Editor’s Note: This is a modified version of a commentary originally published Dec. 6. As with all commentaries published in The Ithacan, the opinions expressed are solely those of the author.
An archeologist finds a bone and says, “Hey, there might be dinosaurs.” People say they’re just bones.
With President Donald Trump leading in Wisconsin, Pennsylvania, Arizona and Nevada on Nov. 3, many Republicans slept happily. But after absentee ballots rolled in, the media announced Joe Biden as president-elect. This caused some unrest among Republicans. However, there have been some positives for the party, with Republicans gaining seats in the U.S. House of Representatives and likely holding their Senate majority.
This election demands scrutiny. In November, there were 2,600 in-person votes that were uncounted in Floyd County, Georgia. Election workers rescanned approximately 8,000 votes to resolve the problem, and the Floyd County Board of Elections and Voter Registration fired its executive director after the incident. Although this case was attributed to human error, the conversation must be open to see if this happened in other counties across the nation — questioning, and possibly changing, the electoral outcome.
As seen in the past, the country’s election system isn’t perfect. In June 2020 in Paterson, New Jersey, Councilman Bill McKoy filed a lawsuit over ballot tampering in a city council election. Postal workers found hundreds of ballots bundled together. Two councilmen were accused of delivering mail-in ballots that were not theirs and of submitting voter registration applications for people who were ineligible to vote. A judge declared that there needed to be a new election.
Similarly, an illegal ballot scheme was discovered in Raleigh, North Carolina in February 2019, involving signature forgery. Over 1,000 absentee ballots were involved in the scheme for congressional candidate Mark Harris (NC-9). While these ballots had minor effects on results, Republicans and Democrats questioned how trustworthy their election was. Harris led the race by 905 votes against his Democratic opponent, Dan McCready. The Grand Old Party held North Carolina’s 9th Congressional District for approximately half a century. Instances of voter fraud are a bipartisan issue. Ruling this out would be naive because we saw it in the past under circumstances different from COVID-19 mail-in voting.
Similar to what we are seeing in Texas and other states joining recent filings, Republicans won’t and shouldn’t concede without first fighting. Trump’s supporters won’t rest without giving up a fight, like former Vice President Al Gore did in 2000. Democrats regret Gore choosing to stop fighting. Gore won the popular vote in the election, but Florida was key to winning the presidency. This is why Trump’s base, including myself, supports his fight. We are living in a time when people ignore history unless it fits their narrative. Even though fighting in courts may not determine different outcomes, our system is manipulated. The Heritage Foundation has an election fraud database of 1,200 proven cases, raising questions about voter fraud.

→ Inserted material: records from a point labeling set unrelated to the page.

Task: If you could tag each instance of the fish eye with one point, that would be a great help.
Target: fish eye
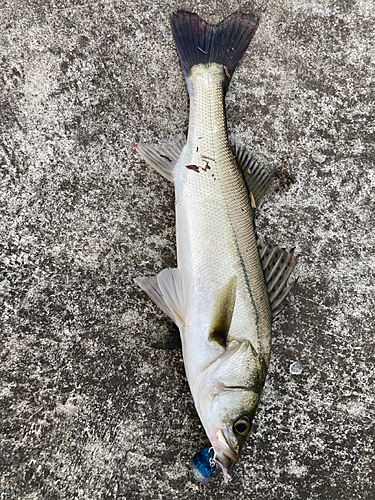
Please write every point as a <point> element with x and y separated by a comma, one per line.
<point>242,426</point>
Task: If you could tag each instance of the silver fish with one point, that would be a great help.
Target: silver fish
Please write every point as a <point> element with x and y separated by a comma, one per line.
<point>228,285</point>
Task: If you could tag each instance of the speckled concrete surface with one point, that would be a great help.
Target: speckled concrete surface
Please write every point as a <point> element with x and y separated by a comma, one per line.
<point>87,410</point>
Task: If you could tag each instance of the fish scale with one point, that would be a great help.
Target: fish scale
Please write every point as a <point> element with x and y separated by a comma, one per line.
<point>218,295</point>
<point>207,208</point>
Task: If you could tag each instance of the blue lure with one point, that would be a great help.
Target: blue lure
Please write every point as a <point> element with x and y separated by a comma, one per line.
<point>203,465</point>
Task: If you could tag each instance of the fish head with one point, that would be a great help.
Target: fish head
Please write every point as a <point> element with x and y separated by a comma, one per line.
<point>229,423</point>
<point>227,399</point>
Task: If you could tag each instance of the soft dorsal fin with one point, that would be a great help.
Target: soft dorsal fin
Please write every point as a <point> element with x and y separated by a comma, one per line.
<point>277,264</point>
<point>256,169</point>
<point>162,157</point>
<point>223,312</point>
<point>174,288</point>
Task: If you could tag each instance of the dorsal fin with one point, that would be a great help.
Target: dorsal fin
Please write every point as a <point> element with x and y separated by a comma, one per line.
<point>223,312</point>
<point>162,157</point>
<point>277,264</point>
<point>256,169</point>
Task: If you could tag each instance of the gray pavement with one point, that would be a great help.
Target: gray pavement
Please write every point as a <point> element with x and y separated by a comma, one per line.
<point>88,411</point>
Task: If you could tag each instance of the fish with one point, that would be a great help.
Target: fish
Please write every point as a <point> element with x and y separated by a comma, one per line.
<point>229,285</point>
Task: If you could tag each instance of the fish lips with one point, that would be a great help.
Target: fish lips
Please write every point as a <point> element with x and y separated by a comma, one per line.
<point>225,456</point>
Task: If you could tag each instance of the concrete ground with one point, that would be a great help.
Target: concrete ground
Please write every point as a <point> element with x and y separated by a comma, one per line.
<point>88,411</point>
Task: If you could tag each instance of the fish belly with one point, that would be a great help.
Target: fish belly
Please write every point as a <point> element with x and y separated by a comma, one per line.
<point>215,232</point>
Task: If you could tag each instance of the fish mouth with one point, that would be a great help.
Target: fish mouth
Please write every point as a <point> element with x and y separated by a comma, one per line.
<point>225,456</point>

Ballots are disenfranchised by fraud. This year doesn’t need to be like that.
Although the media declared Biden as the election winner, there are positives in the Republican party from this election that outweigh this.
The GOP freshman class is the party’s most diverse ever. With House gains, at least 17 GOP women join the 117th Congress. Two Black Republicans — Byron Donalds (FL-19) and Burgess Owens (UT-4), who is a former NFL player — joined Congress. Nancy Mace (SC-1) is the first congresswoman to graduate from The Military College of South Carolina, known as The Citadel. Michelle Park Steel (CA-48) and Young Kim (CA-39) are two of the three Korean-American women in Congress. Victoria Spartz (IN-5) is the first Ukraine-born representative. Carlos A. Gimenez (FL-26) served nine years as mayor of Miami-Dade County. Additionally, zero Republican incumbents in the House lost reelection and all Democrat incumbents lost to a woman or minority congressperson. The polls had Democrats gaining 10–15 seats and Republicans were drastically outspent. Instead, Republicans will gain at least 10 seats, with two still uncalled.

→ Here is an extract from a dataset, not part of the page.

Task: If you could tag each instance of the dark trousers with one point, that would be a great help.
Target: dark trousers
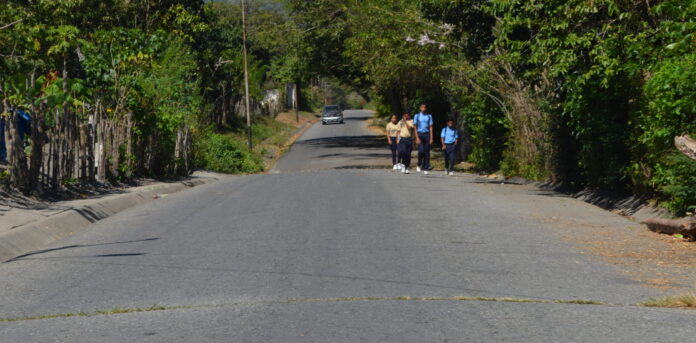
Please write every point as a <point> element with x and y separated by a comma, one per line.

Within Congress, I see a potential political star in Madison Cawthorn (NC-11). Cawthorn, 25, is the third youngest person in U.S. Congress history. He’s shown throughout his life that he is a fighter after becoming partially paralyzed from a car accident in 2014. He plans to combat unfavorable liberal policies promoted by Rep. Alexandria Ocasio-Cortez and Nancy Pelosi, speaker of the House.
This election rejected Trump, not the GOP. With Supreme Court control, and hopefully the Senate, Biden would accomplish little other than possibly pulling America out of the pandemic. Even if the media’s right and Biden won, Republicans won this election, flipping House seats and keeping Senate seats. The polls projecting Democrat gains were wrong again.